Enrichment of kinase fusions in ESR1 wild-type, metastatic breast cancer revealed by a systematic analysis of 4854 patients.

Kinase fusions are rare and poorly characterized in breast cancer (BC). We aimed to characterize kinase fusions within a large cohort of advanced BC. A total of 4854 patients with BC were analyzed by Memorial Sloan Kettering-Integrated Mutation Profiling of Actionable Cancer Targets (MSK-IMPACT) targeted DNAseq and MSK-Fusion targeted RNAseq during the study time period. Twenty-seven of 4854 (0.6%) patients harbored fusions: 11 FGFR (five FGFR2, three FGFR3, three FGFR1), five BRAF, four NTRK1, two RET, two ROS1, one ALK, one ERBB2, and one MET. A history of endocrine therapy was present in 15 (56%) of fusion-positive BC; eight of the 15 cases had available pre-treatment samples, of which six were fusion-negative. None of the fusion-positive BC samples harbored ESR1 hotspot mutations. Two patients with acquired LMNA-NTRK1 fusions and metastatic disease received larotrectinib and demonstrated clinical benefit. Kinase fusions in BC are extremely rare, and appear to be enriched in hormone-resistant, metastatic carcinomas and mutually exclusive with ESR1 mutations. The present study expands the spectrum of genetic alterations activating mitogen-activated protein kinase (MAPK) signaling that can substitute for ESR1 mutations in this setting. Molecular testing at progression after endocrine therapy should include fusion testing, particularly in the absence of ESR1 hotspot alterations, in an effort to identify additional therapeutic options which may provide substantial clinical benefit.

Copyright © 2020 European Society for Medical Oncology. Published by Elsevier Ltd. All rights reserved.

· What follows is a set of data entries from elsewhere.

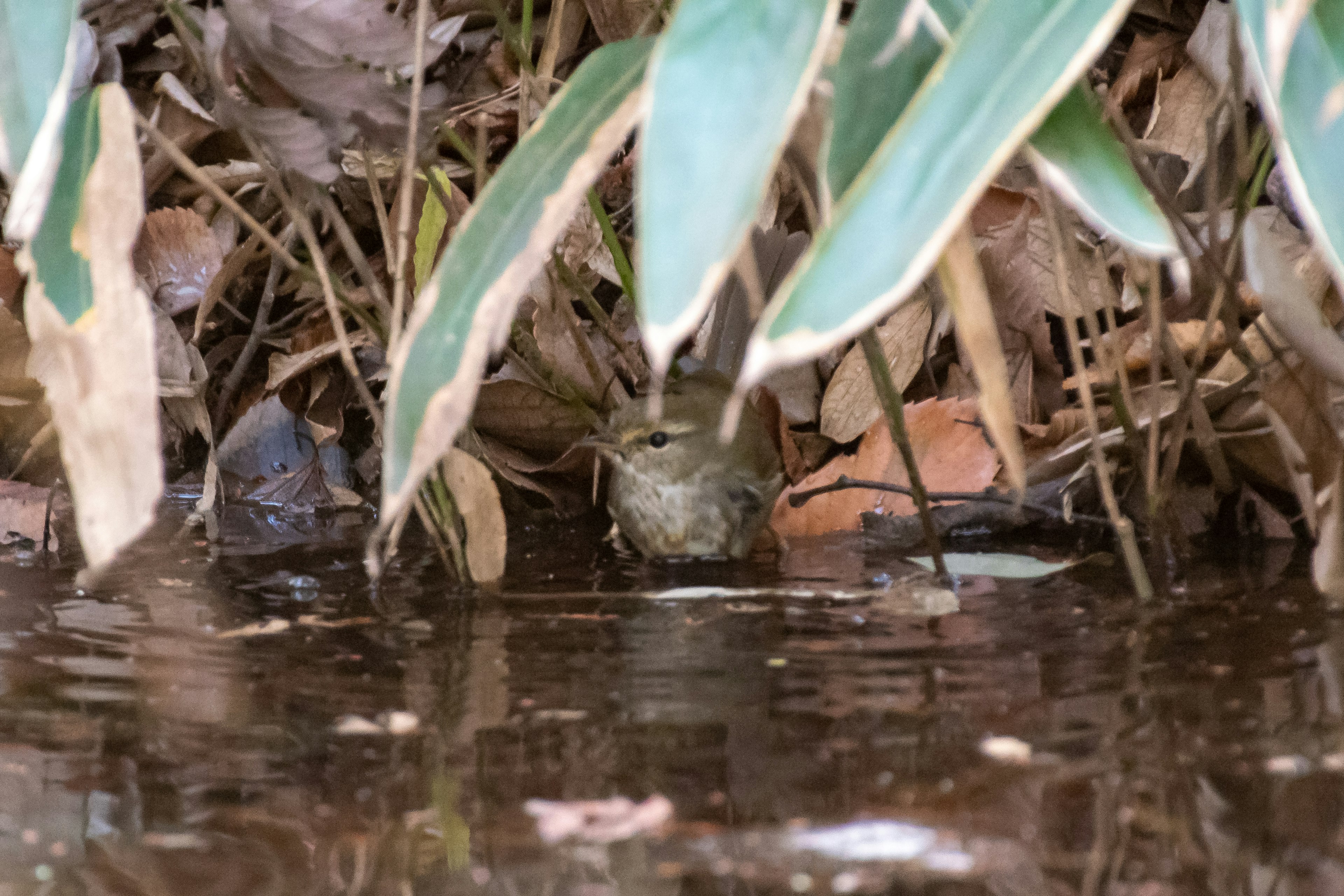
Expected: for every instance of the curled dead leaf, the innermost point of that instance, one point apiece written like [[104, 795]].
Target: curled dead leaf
[[951, 450], [479, 504], [178, 256], [850, 405]]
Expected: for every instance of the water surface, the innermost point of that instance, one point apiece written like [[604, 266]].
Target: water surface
[[249, 716]]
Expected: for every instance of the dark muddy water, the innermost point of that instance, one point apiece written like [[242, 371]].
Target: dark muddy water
[[249, 718]]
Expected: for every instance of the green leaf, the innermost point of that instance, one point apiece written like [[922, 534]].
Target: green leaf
[[64, 271], [1010, 62], [1002, 566], [874, 83], [1077, 154], [726, 84], [430, 232], [34, 38], [1306, 107], [464, 312], [1076, 151], [93, 328], [37, 62]]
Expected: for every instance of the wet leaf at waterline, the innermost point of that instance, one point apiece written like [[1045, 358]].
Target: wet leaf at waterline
[[1002, 566], [726, 84], [464, 312]]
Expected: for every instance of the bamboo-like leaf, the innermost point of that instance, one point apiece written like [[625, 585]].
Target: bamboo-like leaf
[[64, 273], [464, 312], [1303, 99], [726, 84], [97, 365], [1011, 61], [878, 73], [1076, 152], [37, 62]]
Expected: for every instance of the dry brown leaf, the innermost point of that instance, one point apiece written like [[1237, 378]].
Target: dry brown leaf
[[968, 298], [573, 347], [1328, 556], [1148, 54], [619, 19], [179, 257], [344, 62], [1302, 397], [1021, 284], [999, 207], [1186, 335], [1187, 103], [100, 374], [949, 448], [326, 405], [11, 282], [530, 418], [23, 512], [850, 405], [479, 504]]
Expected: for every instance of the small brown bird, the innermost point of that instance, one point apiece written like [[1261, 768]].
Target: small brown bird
[[675, 489]]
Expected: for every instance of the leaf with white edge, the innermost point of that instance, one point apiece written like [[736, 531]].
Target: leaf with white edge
[[726, 84], [881, 68], [1002, 566], [1076, 152], [1010, 62], [37, 64], [99, 366], [464, 312], [1302, 91]]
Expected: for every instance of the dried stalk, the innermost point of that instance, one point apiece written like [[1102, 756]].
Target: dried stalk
[[1124, 528], [893, 404], [190, 168], [261, 327], [376, 192], [406, 191], [355, 254]]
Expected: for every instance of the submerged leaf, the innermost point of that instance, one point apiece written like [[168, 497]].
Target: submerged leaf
[[1003, 566]]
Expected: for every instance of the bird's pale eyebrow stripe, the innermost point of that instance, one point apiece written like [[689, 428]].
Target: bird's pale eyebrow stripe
[[643, 433]]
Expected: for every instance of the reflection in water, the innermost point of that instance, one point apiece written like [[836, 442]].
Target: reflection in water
[[807, 745]]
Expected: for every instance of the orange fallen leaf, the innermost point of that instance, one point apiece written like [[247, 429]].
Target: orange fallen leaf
[[953, 456]]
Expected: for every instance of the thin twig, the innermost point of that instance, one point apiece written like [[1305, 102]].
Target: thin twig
[[355, 254], [347, 354], [261, 327], [193, 171], [1124, 528], [893, 404], [613, 244], [376, 192], [632, 359], [406, 191]]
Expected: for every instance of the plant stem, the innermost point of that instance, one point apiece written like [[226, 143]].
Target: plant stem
[[1124, 528], [408, 189], [893, 404], [613, 242]]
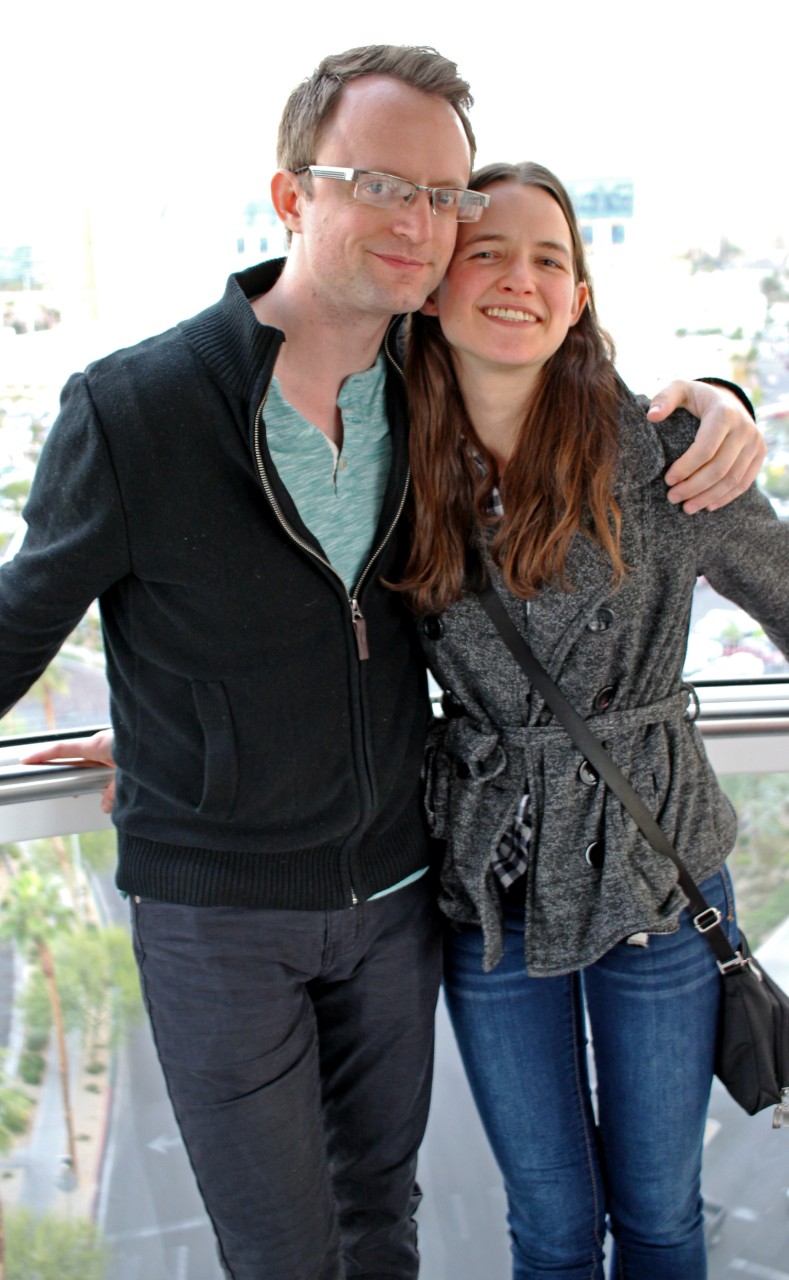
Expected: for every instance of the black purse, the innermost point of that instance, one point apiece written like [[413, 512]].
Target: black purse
[[752, 1054]]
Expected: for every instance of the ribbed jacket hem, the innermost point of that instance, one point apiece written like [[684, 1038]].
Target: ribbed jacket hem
[[318, 878]]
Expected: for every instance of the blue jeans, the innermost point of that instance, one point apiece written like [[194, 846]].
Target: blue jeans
[[653, 1016], [297, 1050]]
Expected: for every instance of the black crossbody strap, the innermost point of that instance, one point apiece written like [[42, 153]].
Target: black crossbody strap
[[706, 918]]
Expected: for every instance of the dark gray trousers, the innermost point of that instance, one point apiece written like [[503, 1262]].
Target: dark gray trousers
[[297, 1051]]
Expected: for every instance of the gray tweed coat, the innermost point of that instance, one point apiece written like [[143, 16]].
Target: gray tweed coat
[[618, 656]]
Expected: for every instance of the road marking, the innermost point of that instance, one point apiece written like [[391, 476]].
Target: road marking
[[164, 1143], [188, 1224], [755, 1269]]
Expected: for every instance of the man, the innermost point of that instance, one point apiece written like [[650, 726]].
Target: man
[[232, 492]]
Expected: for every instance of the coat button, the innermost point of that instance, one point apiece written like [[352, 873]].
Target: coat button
[[451, 705], [587, 775], [596, 854], [601, 621], [603, 698]]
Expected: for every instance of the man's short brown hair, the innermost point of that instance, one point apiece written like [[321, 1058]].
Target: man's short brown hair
[[313, 103]]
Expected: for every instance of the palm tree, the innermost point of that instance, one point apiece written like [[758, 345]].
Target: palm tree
[[30, 915]]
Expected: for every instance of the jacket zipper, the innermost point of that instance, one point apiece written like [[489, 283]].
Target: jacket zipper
[[357, 620]]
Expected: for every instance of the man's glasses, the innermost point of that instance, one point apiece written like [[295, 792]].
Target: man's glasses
[[384, 191]]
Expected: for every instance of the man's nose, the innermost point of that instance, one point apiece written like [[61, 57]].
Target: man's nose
[[415, 219]]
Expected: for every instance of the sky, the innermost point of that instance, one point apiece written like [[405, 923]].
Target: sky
[[165, 113]]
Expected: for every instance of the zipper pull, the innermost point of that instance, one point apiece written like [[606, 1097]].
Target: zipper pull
[[360, 630]]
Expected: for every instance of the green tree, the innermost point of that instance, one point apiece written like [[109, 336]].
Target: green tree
[[54, 1248], [31, 915], [96, 967], [14, 1114]]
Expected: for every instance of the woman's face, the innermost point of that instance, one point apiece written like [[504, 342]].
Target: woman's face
[[510, 293]]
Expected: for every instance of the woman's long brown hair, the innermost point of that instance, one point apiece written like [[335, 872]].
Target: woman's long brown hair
[[557, 483]]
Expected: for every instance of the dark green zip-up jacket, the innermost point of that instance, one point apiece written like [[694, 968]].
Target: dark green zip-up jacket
[[261, 760]]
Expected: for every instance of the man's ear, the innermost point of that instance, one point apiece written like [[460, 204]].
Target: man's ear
[[286, 199], [429, 306]]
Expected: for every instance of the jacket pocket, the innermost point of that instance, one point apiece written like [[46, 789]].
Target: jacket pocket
[[220, 758]]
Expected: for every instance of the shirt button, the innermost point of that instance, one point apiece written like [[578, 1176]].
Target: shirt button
[[603, 698], [601, 621], [451, 705], [587, 775], [596, 854]]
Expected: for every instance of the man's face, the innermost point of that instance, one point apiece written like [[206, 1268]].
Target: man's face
[[381, 261]]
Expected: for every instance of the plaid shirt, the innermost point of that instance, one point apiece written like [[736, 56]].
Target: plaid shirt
[[511, 856]]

Disclosure PR has received honoraria for consulting/advisory board for Novartis, AstraZeneca, Foundation Medicine and institutional research support from GRAIL, Inc. MS has received research funds from Puma Biotechnology, AstraZeneca, Daiichi Sankyo, Immunomedics, Targimmune, and Menarini Ricerche. He is in the scientific advisory board (SAB) of Menarini Ricerche and Bioscience Institute and is a cofounder of Medendi.org. ML has received honoraria for ad hoc advisory board participation from Merck, Astra-Zeneca, Bristol Myers Squibb, Takeda, Lilly Oncology and Bayer, and research support from LOXO Oncology, Merus, and Helsinn Therapeutics. DMH has received personal fees from Chugai Pharma, Boehringer Ingelheim, AstraZeneca, Pfizer, Bayer, Debiopharm Group, and Genentech/Roche, as well as grants from Bayer, AstraZeneca, Puma Biotechnology, and Loxo Oncology, and employment and equity in Eli Lilly. All personal fees and grants are for work outside the submitted work. AD has honoraria from Medscape, OncLive, PeerVoice, Physician Education Resources, Tyra Biosciences, Targeted Oncology, MORE Health, Research to Practice, Foundation Medicine, PeerView, AstraZeneca, Ignyta/Genentech/Roche, Bayer; consulting roles at Ignyta, Loxo/Lilly, TP Therapeutics, AstraZeneca, Pfizer, Blueprint Medicines, Genentech/Roche, Takeda, Helsinn Therapeutics, BeiGene, Hengrui Therapeutics, Exelixis, 14ner/Elevation Oncology, GlaxoSmithKline, Exelixis, Teva, Taiho, Merck, Puma, Merus, Boeringer Ingelheim, PharmaMar, and Bayer. RB has received a grant from Archer, honoraria for advisory board participation from Loxo oncology and speaking fees from Illumina. SC has received honoraria for ad hoc consulting for Eli Lilly, Sermonix, BMS, Paige AI, Context Therapeutics, Revolution Medicine, and Novartis; research support to the institution from Daiichi Sankyo, Novartis, Eli Lilly, Genentech, and Sanofi. JFH has received honoraria from Medscape, Cor2Ed, ClearView Healthcare Partners, Illumina, and Axiom Healthcare Strategies, as well as research funding from Bayer, Eli Lilly, and Boehringer Ingelheim. All remaining authors have declared no conflicts of interest.